Learning Symbolic Persistent Macro-Actions for POMDP Solving Over Time
The paper "Learning Symbolic Persistent Macro-Actions for POMDP Solving Over Time" presents a methodological advancement in the realm of solving Partially Observable Markov Decision Processes (POMDPs). This work integrates temporal logical reasoning with POMDPs to enhance decision-making processes under uncertainty by leveraging macro-actions.
Methodology
The authors propose the use of Linear Temporal Logic (LTL) fragments based on Event Calculus (EC) to generate persistent macro-actions. These macro-actions lead to substantial reductions in inference time while maintaining robust performance. The integration of these macro-actions with POMDP solvers like Partially Observable Monte Carlo Planning (POMCP) and Determinized Sparse Partially Observable Tree (DESPOT) is central to the methodology. Inductive Logic Programming (ILP), employed here, facilitates learning these macro-actions from minimal execution traces, thereby alleviating the need for complex manual heuristics.
This approach is an extension of the authors' previous methodology, relying on Answer Set Programming (ASP) to learn EC theories, which provide a more expressive representation of POMDP dynamics through temporal abstraction. The learned EC theories serve as interpretable heuristics, guiding exploration in MCTS-based planners, thereby improving computational efficiency and extending the planning horizon.
Experimental Findings
The paper demonstrates the efficacy of the proposed method in the Pocman and Rocksample benchmark scenarios.
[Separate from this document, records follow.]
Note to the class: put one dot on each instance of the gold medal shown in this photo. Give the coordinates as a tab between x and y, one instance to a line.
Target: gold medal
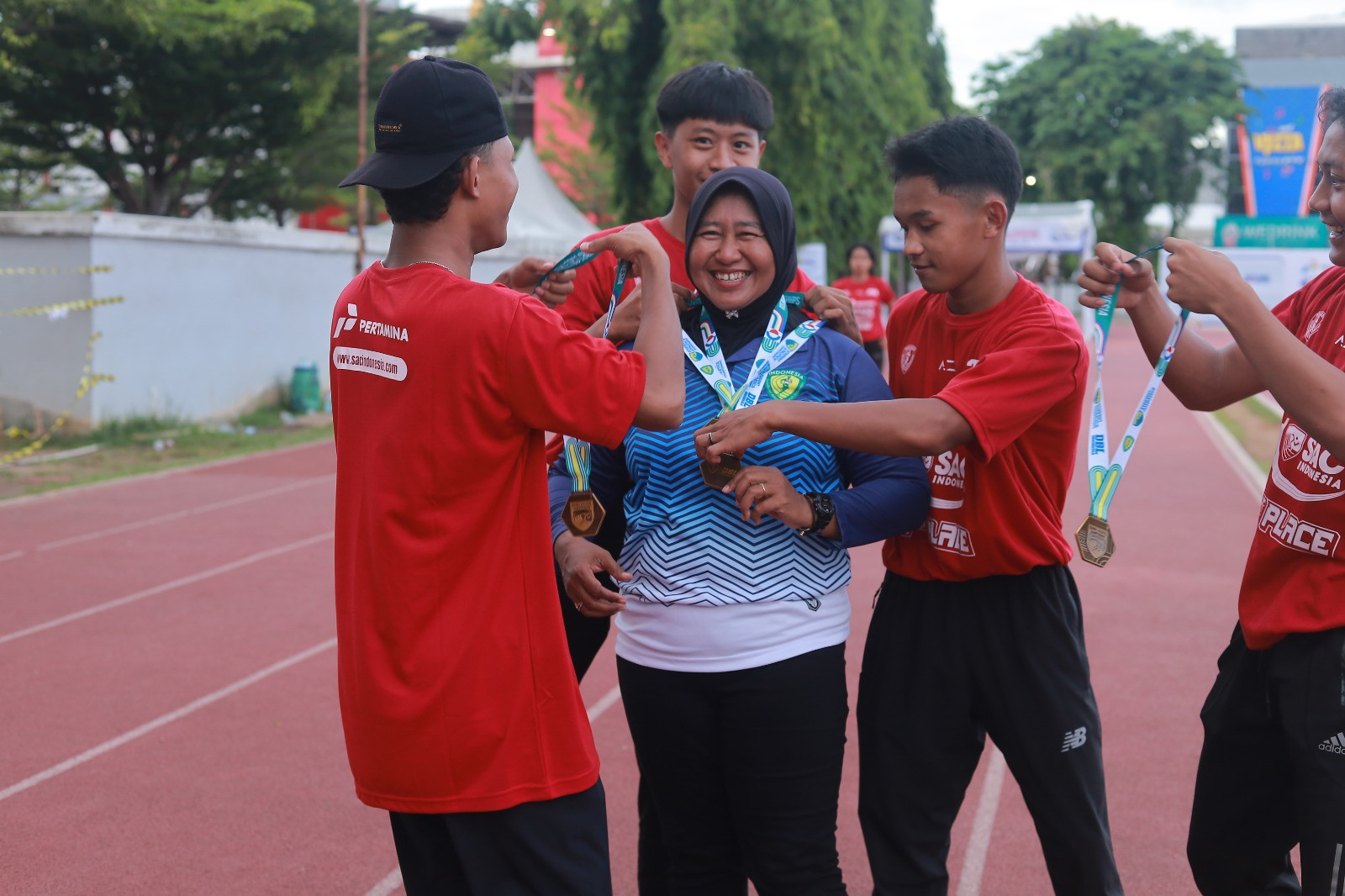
583	514
1095	541
717	475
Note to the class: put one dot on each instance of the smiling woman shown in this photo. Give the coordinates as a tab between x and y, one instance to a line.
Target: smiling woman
736	604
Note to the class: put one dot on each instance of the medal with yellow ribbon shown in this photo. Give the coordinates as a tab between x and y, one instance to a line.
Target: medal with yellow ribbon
777	347
1105	472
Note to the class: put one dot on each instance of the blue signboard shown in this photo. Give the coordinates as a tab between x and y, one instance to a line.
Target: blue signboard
1278	143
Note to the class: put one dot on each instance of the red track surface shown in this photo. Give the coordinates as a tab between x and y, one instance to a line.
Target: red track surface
127	609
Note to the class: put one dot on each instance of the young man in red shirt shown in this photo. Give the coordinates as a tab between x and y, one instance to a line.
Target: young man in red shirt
978	627
1273	764
869	295
462	714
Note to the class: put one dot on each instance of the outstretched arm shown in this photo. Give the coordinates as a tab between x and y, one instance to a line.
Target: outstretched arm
1309	387
1201	376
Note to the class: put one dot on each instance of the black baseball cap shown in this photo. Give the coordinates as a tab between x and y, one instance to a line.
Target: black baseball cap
430	113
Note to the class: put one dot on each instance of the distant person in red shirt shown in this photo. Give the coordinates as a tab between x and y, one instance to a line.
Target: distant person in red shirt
869	296
978	627
462	714
1273	766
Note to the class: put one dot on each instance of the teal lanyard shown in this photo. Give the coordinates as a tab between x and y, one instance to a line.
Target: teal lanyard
1105	472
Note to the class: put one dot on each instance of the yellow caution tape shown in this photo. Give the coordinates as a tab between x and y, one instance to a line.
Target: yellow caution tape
42	272
87	381
84	304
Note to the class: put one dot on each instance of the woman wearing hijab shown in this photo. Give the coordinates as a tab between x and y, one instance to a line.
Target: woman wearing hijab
735	613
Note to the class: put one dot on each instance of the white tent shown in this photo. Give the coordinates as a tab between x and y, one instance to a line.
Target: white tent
544	221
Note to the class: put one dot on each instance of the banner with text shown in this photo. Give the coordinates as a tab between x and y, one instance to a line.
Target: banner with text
1278	143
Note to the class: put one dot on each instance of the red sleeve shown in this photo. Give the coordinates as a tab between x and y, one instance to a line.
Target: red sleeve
568	382
1009	390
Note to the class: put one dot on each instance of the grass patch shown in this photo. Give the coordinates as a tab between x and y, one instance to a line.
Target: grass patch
148	444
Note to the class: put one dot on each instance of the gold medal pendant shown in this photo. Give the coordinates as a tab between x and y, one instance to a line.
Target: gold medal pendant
1095	541
721	474
583	514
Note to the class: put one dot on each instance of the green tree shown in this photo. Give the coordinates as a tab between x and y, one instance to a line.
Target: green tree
847	76
175	103
1100	111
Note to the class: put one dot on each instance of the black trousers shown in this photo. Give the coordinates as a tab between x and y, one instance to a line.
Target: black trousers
946	663
551	848
744	768
1273	770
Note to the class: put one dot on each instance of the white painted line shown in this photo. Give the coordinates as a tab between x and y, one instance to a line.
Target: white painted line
984	824
159	474
182	514
201	703
168	586
393	882
1234	452
388	885
604	703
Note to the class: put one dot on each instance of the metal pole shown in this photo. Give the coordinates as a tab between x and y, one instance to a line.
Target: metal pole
363	128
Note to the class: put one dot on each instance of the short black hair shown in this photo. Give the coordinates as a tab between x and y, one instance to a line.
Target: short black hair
428	202
1331	108
963	155
719	93
873	256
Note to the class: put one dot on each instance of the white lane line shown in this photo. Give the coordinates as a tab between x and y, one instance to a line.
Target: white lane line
159	474
182	514
984	824
393	882
108	746
604	703
1234	452
388	885
168	586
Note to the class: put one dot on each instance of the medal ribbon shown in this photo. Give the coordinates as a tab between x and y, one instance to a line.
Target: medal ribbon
1105	474
578	455
777	347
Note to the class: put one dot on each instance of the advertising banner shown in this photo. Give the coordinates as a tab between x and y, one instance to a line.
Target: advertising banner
1278	143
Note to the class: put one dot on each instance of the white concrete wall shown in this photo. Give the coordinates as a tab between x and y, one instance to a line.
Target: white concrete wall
214	315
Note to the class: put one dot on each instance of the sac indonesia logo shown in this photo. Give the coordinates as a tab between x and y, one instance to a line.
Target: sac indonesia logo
784	383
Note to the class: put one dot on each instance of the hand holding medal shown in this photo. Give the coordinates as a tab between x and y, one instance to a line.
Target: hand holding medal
584	513
1105	472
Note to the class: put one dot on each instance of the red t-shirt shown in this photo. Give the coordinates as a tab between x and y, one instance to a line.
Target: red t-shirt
1019	373
456	687
595	280
868	296
1295	572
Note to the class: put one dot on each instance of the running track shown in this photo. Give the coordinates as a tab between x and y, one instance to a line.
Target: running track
170	707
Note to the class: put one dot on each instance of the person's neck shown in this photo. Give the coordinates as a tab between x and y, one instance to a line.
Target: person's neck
676	219
435	244
985	289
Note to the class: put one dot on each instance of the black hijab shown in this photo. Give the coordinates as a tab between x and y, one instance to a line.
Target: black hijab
777	213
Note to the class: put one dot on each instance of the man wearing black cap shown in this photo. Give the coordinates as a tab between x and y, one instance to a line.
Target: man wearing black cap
462	714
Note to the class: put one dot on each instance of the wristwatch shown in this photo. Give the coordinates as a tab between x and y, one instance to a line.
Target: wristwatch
822	512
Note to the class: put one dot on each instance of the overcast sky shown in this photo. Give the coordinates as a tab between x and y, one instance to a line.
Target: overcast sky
979	31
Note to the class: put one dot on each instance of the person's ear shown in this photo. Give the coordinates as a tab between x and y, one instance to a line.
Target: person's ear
997	217
471	182
663	143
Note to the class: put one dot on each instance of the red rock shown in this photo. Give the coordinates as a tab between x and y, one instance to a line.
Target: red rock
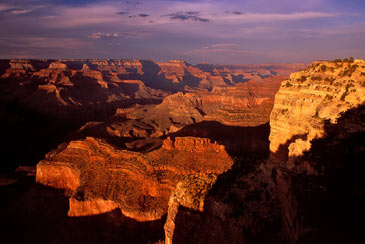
104	178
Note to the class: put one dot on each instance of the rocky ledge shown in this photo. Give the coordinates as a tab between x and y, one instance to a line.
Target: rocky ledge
101	178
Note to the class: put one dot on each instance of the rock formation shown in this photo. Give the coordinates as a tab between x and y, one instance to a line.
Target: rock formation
309	98
307	191
247	104
103	178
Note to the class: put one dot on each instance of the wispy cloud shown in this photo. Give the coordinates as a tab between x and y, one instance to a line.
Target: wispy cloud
20	11
189	15
110	36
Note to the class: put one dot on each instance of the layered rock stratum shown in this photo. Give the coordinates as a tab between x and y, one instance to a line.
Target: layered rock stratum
102	178
310	97
310	187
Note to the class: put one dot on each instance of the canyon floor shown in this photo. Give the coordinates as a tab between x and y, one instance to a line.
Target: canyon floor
137	151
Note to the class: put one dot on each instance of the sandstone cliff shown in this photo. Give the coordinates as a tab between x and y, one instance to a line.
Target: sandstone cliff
103	178
247	104
310	187
309	98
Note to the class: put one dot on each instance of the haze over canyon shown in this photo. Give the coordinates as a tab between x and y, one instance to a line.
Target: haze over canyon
138	151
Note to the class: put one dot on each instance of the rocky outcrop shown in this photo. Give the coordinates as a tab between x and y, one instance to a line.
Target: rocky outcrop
307	190
240	206
247	104
189	193
316	125
104	178
309	98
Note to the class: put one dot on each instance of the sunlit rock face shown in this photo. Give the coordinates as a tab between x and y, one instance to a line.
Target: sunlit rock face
309	98
317	128
104	178
302	194
247	104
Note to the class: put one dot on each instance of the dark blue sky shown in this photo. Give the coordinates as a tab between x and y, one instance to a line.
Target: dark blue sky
215	31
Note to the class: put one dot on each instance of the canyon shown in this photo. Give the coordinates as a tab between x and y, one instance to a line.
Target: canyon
190	154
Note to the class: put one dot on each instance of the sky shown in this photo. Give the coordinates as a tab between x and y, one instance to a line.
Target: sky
212	31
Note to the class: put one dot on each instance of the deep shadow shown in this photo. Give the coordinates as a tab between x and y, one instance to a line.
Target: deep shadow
321	194
33	213
238	141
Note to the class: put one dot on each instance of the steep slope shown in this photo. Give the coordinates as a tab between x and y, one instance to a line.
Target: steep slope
102	178
311	188
247	104
321	92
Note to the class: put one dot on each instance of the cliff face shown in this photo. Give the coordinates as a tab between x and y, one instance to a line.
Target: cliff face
321	92
310	187
103	178
247	104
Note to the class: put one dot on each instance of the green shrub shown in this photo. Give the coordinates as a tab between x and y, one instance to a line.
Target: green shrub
313	78
323	68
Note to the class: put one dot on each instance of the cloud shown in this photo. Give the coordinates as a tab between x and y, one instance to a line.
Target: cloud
20	11
110	36
189	15
223	48
270	17
143	15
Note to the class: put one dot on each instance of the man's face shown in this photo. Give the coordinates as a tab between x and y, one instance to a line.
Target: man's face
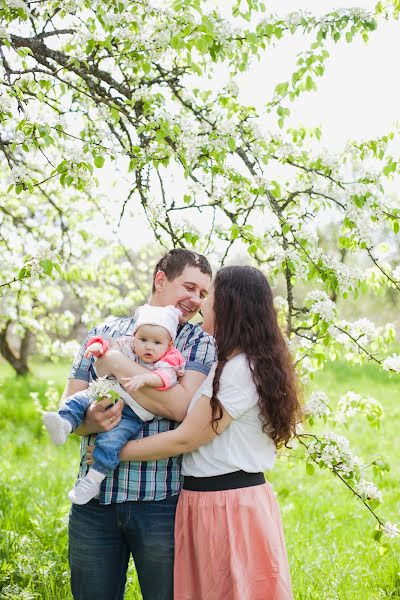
186	292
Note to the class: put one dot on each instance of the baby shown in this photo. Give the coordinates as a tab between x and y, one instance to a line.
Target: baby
150	345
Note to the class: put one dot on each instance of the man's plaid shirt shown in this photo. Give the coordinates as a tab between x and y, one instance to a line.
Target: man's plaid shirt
152	480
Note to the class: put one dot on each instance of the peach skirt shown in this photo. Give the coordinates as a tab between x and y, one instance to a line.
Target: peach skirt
230	545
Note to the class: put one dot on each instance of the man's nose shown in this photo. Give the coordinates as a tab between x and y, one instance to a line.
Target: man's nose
196	299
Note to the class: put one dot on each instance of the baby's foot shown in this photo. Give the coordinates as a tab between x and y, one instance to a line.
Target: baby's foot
87	488
58	428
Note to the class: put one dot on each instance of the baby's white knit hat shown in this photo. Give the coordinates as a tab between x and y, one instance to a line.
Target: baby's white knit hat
163	316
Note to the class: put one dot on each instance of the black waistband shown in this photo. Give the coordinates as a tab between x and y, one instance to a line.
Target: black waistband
228	481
In these domains, learned macro-actions exhibited notable computational efficiency improvements compared to both handcrafted and neural network-derived heuristics.
For the Rocksample domain, temporal heuristics showcased greater expressiveness by capturing directional constraints tied to rock sampling tasks and were computationally advantageous. In Pocman, persistent macro-actions effectively guided agents in environments characterized by extended planning horizons, outperforming local heuristics and sometimes even handcrafted ones.
In comparison to state-of-the-art neural architectures for large-scale POMDPs, the proposed methodology offered superior performance in average discounted returns and generalization capabilities, alongside notable reductions in computational and data requirements.
Implications and Future Work
The implications of this work are twofold: practically, it offers a more scalable and interpretable approach to POMDP planning, reducing computational overhead while improving policy performance; theoretically, it underscores the potential of combining symbolic reasoning with probabilistic methods in complex decision-making environments, promoting interpretability and transparency in AI systems.
Future developments may involve expanding this framework to accommodate more intricate logical representations, like full Linear Temporal Logic, and applying it to a broader spectrum of real-world tasks, including robotics and autonomous systems. The exploration of continuous domains and further refinement of logical predicate definitions derived from environment models presents a promising avenue for extending the capabilities and applicability of this methodology.
This paper makes a significant contribution to the ongoing efforts to bridge the gap between symbolic logic and automated decision-making in partially observable environments, offering insightful pathways for future research and development in AI planning strategies.